A Jack se le erizaron los pelos de la nuca al oír que Richard mencionaba a Beth.
—¡No me digas que me tranquilice! —gritó Richard—. Esto es una emergencia. No debí meterme en este asunto. Será mejor que vengas aquí enseguida. Este problema es tan tuyo como mío.
Jack oyó que Richard colgaba el auricular de un porrazo. Ahora parecía incluso más nervioso. Pocos minutos después reapareció Richard, esta vez sin el revólver.
Se acercó a Jack y lo miró con aire amenazador. A Richard le temblaban los labios.
—¿Cómo descubriste los Laboratorios Frazer? —preguntó—. Sé que fuiste tú el que envió el paquete falso, así que no me mientas.
Jack levantó la vista. Richard tenía las pupilas muy dilatadas. Parecía medio loco.
Sin aviso previo, le dio una bofetada y le partió el labio. Unas gotas de sangre aparecieron en la comisura de los labios de Jack.
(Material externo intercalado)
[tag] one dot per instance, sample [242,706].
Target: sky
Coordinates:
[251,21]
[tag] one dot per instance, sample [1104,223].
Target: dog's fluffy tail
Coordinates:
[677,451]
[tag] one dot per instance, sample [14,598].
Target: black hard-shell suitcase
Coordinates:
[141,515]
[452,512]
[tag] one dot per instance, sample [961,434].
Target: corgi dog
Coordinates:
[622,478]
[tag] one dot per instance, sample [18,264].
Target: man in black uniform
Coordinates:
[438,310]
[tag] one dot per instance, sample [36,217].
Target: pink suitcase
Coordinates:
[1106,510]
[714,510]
—Será mejor que empieces a hablar —dijo Richard.
Jack se tocó suavemente la herida del labio con la lengua. Se le había quedado la boca entumecida. Notó el gusto salado de la sangre.
—¿No sería mejor que esperáramos a tu amigo? —dijo Jack por decir algo. Su intuición le hacía sospechar que no tardaría en ver a Martin Cheveau o a Kelley o quizás incluso a la doctora Zimmerman.
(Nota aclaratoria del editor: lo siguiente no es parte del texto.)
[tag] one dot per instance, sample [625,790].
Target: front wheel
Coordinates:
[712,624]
Richard debió de lastimarse la mano al golpear a Jack, porque abrió y cerró la mano varias veces y luego regresó al salón. A Jack le pareció oír que abría el congelador y luego vaciaba una bandeja de cubitos de hielo. Al cabo de unos minutos Richard regresó y miró con odio a Jack. Llevaba la mano envuelta en un trapo. Se puso a pasear por la sala, deteniéndose de tanto en tanto para consultar su reloj.
El tiempo iba pasando. A Jack le habría gustado tomar una pastilla para la garganta, pero era imposible. También notó que su tos iba en aumento. Se sentía decididamente enfermo y, al parecer, tenía fiebre.
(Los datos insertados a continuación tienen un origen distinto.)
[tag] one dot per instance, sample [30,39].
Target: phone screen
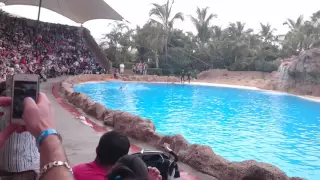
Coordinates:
[22,89]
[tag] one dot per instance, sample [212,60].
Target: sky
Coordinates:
[251,12]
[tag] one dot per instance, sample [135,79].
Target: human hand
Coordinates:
[38,117]
[154,174]
[6,133]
Tenía la cabeza apoyada contra la columna, cuando oyó el estridente ruido del ascensor. Jack se irguió y se percató de que no habían llamado al timbre; eso significaba que la persona que estaba subiendo tenía su propia llave.
Al oír el motor del ascensor, Richard se dirigió a la puerta, la abrió y se quedó esperando en el rellano.
Jack oyó que el ascensor llegaba y se detenía con un ruido sordo. El motor se paró y se abrió la puerta del ascensor.
—¿Dónde está? —dijo una voz irritada.
Jack, que estaba de espaldas a la puerta, oyó que Richard y su visitante entraban en el apartamento. Oyó también que la puerta se cerraba y echaban el cerrojo.
—Allí —dijo Richard, furioso. Lo he esposado a la columna.
Jack inspiró hondo y giró la cabeza al oír que los pasos se acercaban a él. Cuando vio quién era se quedó boquiabierto.